From: Peter Kirk (
Date: Wed Mar 17 2004 - 14:53:23 EST

    On 17/03/2004 11:30, Ernest Cline wrote:

    >Mixed Turkish and other European language documents that are without
    >language markup have the same problem, no matter where the burden
    >is placed. Some I's will receive inappropriate glyphs when a casing rule
    >is applied. The problem is just as pronounced with either method, and
    >the need to rewrite such documents to ensure proper casing is the same.
    >I will admit that my preferred solution has higher initial costs, but lower
    >long term costs that cause me to favor it. In any case, changing to my
    >preferred solution now would not be worth the confusion that would be
    >caused. If there ever is a successor to Unicode, then it would be worth
    >examining this idea, but such an event is at least twenty years away.
    Your preferred solution has advantages only if the long term costs are
    real. But how often is it necessary to apply casing rules to existing
    documents? Quite rarely, I would think. Search engines might want to, I
    agree, but I would expect a basic search engine to fold dotted and
    dotless i on the basis that they cannot be distinguished reliably.

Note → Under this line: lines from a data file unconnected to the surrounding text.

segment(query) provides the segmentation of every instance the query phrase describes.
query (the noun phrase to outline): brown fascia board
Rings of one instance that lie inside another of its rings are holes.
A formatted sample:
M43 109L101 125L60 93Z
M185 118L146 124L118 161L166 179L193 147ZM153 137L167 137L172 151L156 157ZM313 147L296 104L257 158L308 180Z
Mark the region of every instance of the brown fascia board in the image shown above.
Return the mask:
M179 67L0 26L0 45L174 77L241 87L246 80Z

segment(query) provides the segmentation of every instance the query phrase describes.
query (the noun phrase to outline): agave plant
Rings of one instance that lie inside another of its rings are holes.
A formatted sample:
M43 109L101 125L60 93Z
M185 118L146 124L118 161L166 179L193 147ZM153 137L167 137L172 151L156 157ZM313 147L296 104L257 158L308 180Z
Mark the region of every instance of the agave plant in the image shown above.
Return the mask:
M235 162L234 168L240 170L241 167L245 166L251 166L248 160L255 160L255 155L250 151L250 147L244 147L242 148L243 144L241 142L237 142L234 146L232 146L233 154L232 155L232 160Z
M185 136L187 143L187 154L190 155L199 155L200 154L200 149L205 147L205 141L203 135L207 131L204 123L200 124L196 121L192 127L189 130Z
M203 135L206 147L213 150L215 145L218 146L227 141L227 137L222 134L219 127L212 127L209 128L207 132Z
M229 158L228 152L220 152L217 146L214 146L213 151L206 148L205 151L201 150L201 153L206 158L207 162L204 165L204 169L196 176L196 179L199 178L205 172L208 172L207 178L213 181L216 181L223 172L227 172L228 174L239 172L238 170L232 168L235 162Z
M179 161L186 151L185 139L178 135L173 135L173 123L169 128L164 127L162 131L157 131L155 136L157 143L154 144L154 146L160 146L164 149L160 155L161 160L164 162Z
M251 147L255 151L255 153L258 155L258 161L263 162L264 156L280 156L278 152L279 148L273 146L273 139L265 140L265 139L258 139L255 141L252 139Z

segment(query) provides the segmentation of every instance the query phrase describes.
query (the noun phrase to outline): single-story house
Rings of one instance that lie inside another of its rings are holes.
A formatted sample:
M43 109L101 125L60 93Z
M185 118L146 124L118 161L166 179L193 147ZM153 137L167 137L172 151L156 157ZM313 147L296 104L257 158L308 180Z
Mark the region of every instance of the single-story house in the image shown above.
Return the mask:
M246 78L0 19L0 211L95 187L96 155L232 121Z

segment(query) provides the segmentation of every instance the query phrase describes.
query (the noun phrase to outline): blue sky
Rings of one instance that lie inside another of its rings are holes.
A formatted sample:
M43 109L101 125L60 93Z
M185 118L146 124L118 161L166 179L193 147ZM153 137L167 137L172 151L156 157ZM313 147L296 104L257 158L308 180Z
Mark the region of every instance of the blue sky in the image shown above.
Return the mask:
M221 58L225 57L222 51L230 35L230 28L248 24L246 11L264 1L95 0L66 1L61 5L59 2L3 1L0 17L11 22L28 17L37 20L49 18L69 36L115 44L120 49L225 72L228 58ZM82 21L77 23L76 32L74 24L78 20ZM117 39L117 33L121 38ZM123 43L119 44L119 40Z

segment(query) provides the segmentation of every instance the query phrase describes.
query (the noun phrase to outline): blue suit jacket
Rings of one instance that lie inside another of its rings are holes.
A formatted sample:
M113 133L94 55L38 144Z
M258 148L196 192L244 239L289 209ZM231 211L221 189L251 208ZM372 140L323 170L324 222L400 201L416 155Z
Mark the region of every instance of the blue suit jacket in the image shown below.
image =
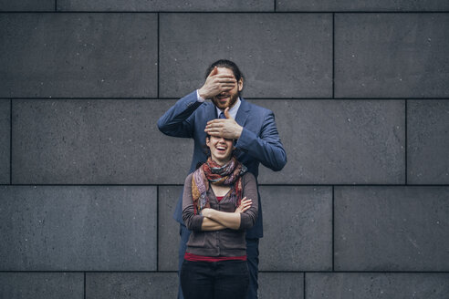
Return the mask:
M275 115L269 109L256 106L240 98L242 103L238 108L235 121L242 126L243 131L235 147L239 149L237 159L257 179L259 163L273 170L280 170L287 163L286 151L282 146L275 123ZM196 90L179 99L158 120L159 129L169 136L193 138L194 139L193 158L190 172L196 169L198 162L204 162L207 121L217 118L215 106L212 102L198 102ZM174 219L183 223L183 201L178 201ZM246 232L247 238L261 238L262 206L259 196L259 214L256 224Z

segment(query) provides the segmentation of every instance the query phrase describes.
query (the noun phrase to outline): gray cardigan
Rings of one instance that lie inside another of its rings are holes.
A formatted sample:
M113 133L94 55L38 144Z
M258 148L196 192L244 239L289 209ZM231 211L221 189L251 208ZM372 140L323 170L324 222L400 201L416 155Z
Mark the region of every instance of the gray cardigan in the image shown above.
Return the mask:
M246 197L253 201L251 208L240 213L240 228L238 230L202 231L201 226L204 217L194 214L192 173L187 176L183 196L183 220L185 226L192 231L187 242L187 253L204 256L243 256L246 254L245 230L250 229L256 223L258 212L257 186L255 176L250 172L244 174L242 185L242 197ZM230 212L235 211L227 194L218 202L214 191L209 188L207 197L211 209Z

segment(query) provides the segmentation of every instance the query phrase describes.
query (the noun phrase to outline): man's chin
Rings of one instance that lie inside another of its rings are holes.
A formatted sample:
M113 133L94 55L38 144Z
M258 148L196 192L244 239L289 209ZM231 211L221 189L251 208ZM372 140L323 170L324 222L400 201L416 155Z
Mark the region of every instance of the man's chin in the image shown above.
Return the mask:
M218 99L214 99L212 102L214 103L214 105L215 105L216 108L221 110L224 110L229 107L229 101L226 101L225 103L220 103Z

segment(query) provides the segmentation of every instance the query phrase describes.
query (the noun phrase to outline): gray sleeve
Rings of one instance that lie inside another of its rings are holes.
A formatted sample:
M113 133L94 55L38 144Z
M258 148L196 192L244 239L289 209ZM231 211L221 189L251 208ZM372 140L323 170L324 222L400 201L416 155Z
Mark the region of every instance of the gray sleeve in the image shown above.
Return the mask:
M190 231L201 231L203 215L195 215L193 199L192 198L192 173L187 176L183 194L183 221Z
M257 184L256 178L251 172L246 172L243 178L243 197L252 200L251 208L240 214L239 230L247 230L253 227L257 220L259 210L259 199L257 196Z

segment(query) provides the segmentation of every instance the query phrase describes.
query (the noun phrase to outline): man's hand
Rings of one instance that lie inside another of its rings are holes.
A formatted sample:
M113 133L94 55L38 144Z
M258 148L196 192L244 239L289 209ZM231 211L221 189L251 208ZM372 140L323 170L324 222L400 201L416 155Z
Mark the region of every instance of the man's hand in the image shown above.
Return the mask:
M238 139L242 135L243 127L229 115L229 107L224 109L226 119L217 119L207 122L204 132L212 136Z
M201 98L212 98L221 92L233 89L237 84L233 75L217 75L217 73L218 68L215 67L207 77L204 85L198 89Z

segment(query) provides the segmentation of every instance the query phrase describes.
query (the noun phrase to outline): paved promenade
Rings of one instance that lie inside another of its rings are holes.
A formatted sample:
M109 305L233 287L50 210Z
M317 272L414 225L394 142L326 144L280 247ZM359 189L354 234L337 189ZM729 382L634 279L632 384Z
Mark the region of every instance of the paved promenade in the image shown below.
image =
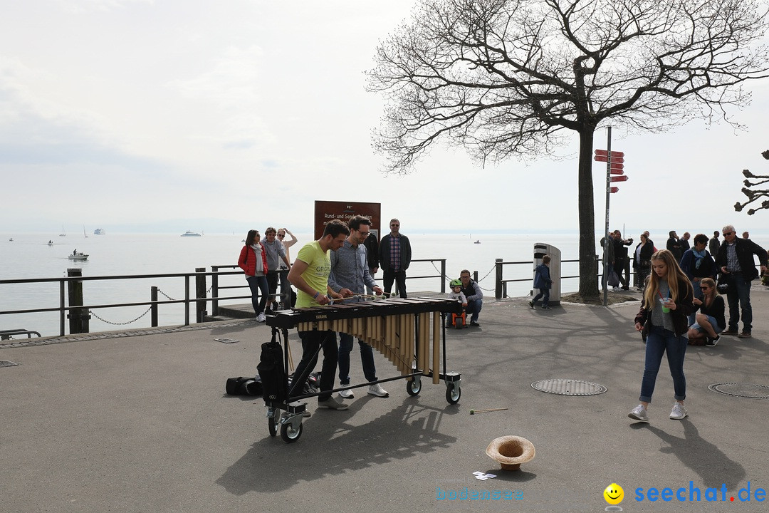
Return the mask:
M0 368L0 511L602 511L613 482L624 489L625 511L766 511L757 499L769 488L769 400L708 389L769 385L769 291L754 285L752 298L752 338L689 347L684 421L667 418L673 385L663 363L650 424L627 417L643 366L638 301L544 311L528 298L488 300L481 328L448 331L448 370L462 374L458 405L428 381L418 397L404 381L384 384L388 398L356 389L345 411L316 410L309 399L312 417L290 445L268 435L261 398L225 395L228 377L255 373L269 338L252 321L3 346L0 360L18 365ZM298 363L295 332L291 345ZM380 378L396 375L376 358ZM358 382L359 361L354 351ZM531 386L550 378L608 391ZM469 415L492 408L509 409ZM536 447L519 472L500 471L484 453L506 435ZM478 481L475 471L498 477ZM671 500L649 500L650 488L666 488ZM448 498L465 488L518 498Z

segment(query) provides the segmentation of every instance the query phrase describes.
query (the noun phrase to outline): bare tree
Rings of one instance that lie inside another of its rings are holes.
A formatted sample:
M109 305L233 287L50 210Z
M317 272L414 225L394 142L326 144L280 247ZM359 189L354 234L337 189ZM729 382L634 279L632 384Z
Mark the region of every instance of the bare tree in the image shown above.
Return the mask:
M595 298L596 128L731 122L743 83L769 76L766 14L751 0L423 0L368 72L388 100L374 147L405 174L438 142L493 162L554 155L577 132L580 293Z
M761 155L769 160L769 150L761 153ZM757 201L761 198L769 198L769 189L751 189L751 187L757 187L758 185L763 185L765 183L769 182L769 175L754 175L747 169L742 170L742 175L746 178L758 178L761 182L757 182L756 183L751 182L750 180L745 180L743 182L744 187L742 188L742 193L747 196L747 201L744 203L740 203L737 202L734 204L734 210L738 212L741 212L742 209L746 206L753 203L753 202ZM769 208L769 199L765 199L761 202L761 206L757 208L749 208L747 210L748 215L753 215L756 213L756 211L761 210L762 208Z

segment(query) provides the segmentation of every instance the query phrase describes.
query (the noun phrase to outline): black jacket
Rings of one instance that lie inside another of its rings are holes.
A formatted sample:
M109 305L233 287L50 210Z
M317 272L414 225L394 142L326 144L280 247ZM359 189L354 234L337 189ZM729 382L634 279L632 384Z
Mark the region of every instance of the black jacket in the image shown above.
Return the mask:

On
    your solution the costs must be borne for all documents before moving to
    Unicode or its putative successor; with the solution chosen by Unicode,
    the costs need be borne only for the minority of documents which
    actually need casing rules applied to them.

    We might hope that within twenty years almost all new documents will be
    marked with their language.

    Peter Kirk (personal) (work)